Non poteva essere Derek . Non l’aveva più sentito in questi anni, non poteva essere a Berlino. Eppure le era sembrato di scorgere proprio lui, invecchiato e con il viso ombreggiato da una sottile barba, davanti alla casa di fronte alla sua, che era in vendita qualche mese.
Un pensiero la tormentava: era Derek il nuovo inquilino della casa di fronte?
Cara, cosa c’è? Non ti piace la colazione che ho preparato? Mi sono impegnato tanto e tu non tocchi nulla – Noah stava fissando sua moglie con aria curiosa.
Ho solo mal di testa – gli rispose Julia cercando di scacciare via dalla mente la visione inquietante della sera precedente.
AGNES
La camera di Agnes era immensa, arredata in stile chabby chic , ed emanava un senso di eleganza, raffinatezza ed opulenza da qualsiasi parte ci si voltasse a guardarla. Agnes era seduta sull’ampio letto a due piazze, rivestito da un morbido copriletto lilla, con cuscini tono su tono sistemati all’americana, sul quale qualche minuto prima, in un impeto di impazienza tipica del suo carattere, aveva rovesciato quasi l’intero contenuto della sua cabina armadio: abiti firmati coloratissimi, eleganti e dai tessuti preziosi avevano formato una montagna che stava quasi per seppellirla. E lei li stava guardando immobile, pensando che quella sera doveva essere perfetta. Voleva essere la più bella, doveva guardarla e rimpiangerla, quel cretino di Hansel, il suo ex. L’aveva lasciata due settimane prima e non doveva capire che lei ci pensava ancora. Ma se non trovava il vestito rosso, come avrebbe fatto?

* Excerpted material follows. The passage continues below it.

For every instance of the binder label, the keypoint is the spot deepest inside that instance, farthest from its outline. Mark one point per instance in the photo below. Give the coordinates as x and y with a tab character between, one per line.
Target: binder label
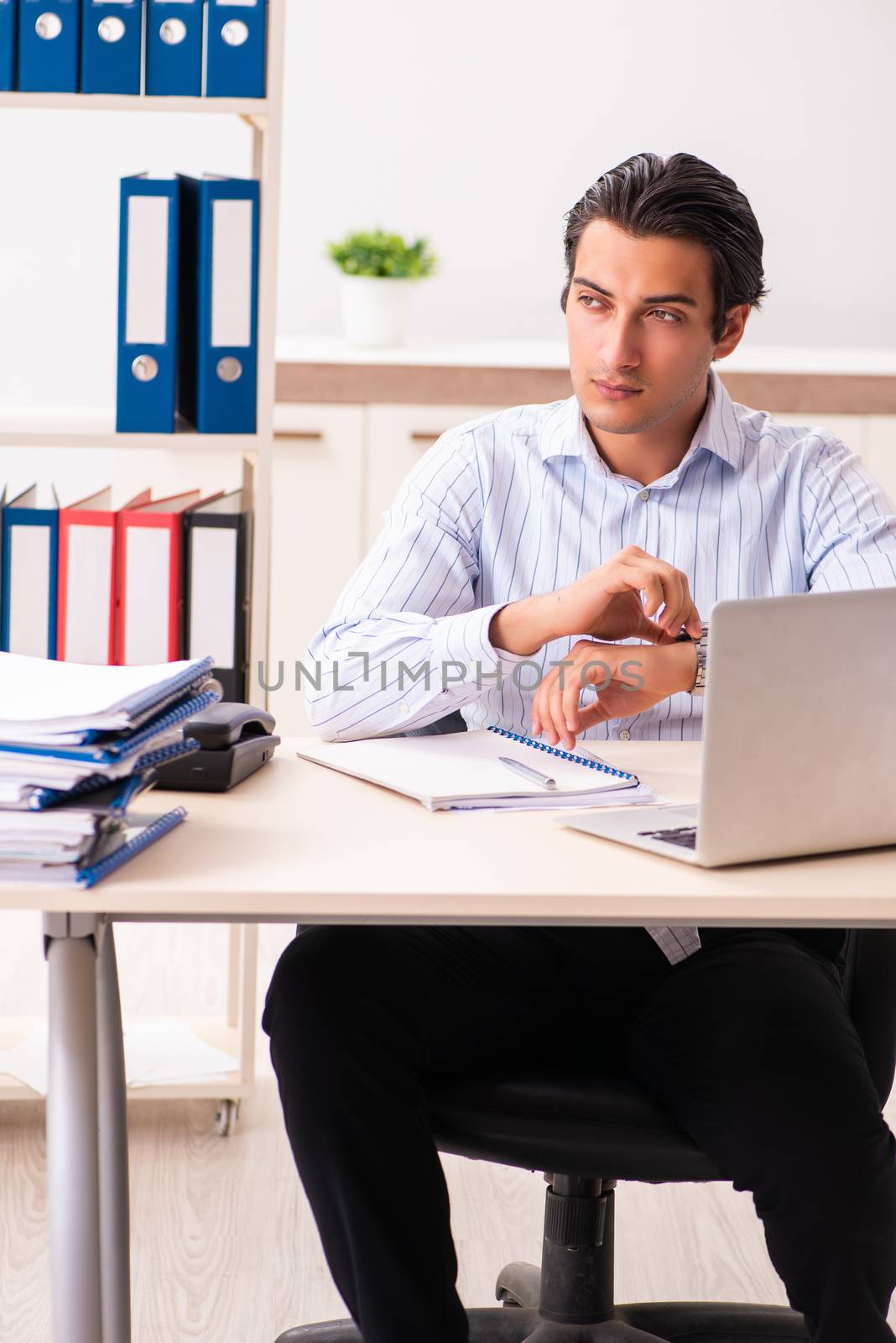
232	273
147	306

Sua madre sicuramente non l’aveva lavato. Si era probabilmente perso nel mare di biancheria del fine settimana. Sua madre era sempre distratta quando si trattava di loro o della casa: veniva prima il suo lavoro, poi se stessa, poi papà e Camille, e infine Agnes. Anzi, non credeva di contare qualcosa per lei, era troppo egocentrica per dedicarle attenzioni.
Non le restava che prendere l’autobus fino al centro commerciale per comprarsi qualcosa di nuovo e carino. Prese il cellulare per inviare un messaggio a Helga, che era sempre disponibile quando si trattava di shopping, quando sì sentì chiamare da una voce maschile.
Ehi ciao! Posso chiederti un’informazione? Per caso qui vicino c’è un negozio di ferramenta?
Agnes alzò lo sguardo e si trovò davanti quello che Helga avrebbe considerato un gran figo . E in effetti lo era, anche se leggermente vecchio. Sui trentacinque, alto e con un gran fisico, sentiva che la stava fissando dietro gli occhiali da sole in attesa di una risposta.
- Sì, a dieci minuti di strada. Ma lei è il nuovo vicino? – gli chiese cercando di assumere un’aria indifferente.
Be’, direi di sì. Ci siamo trasferiti ieri. Piacere, Henrike Hermann.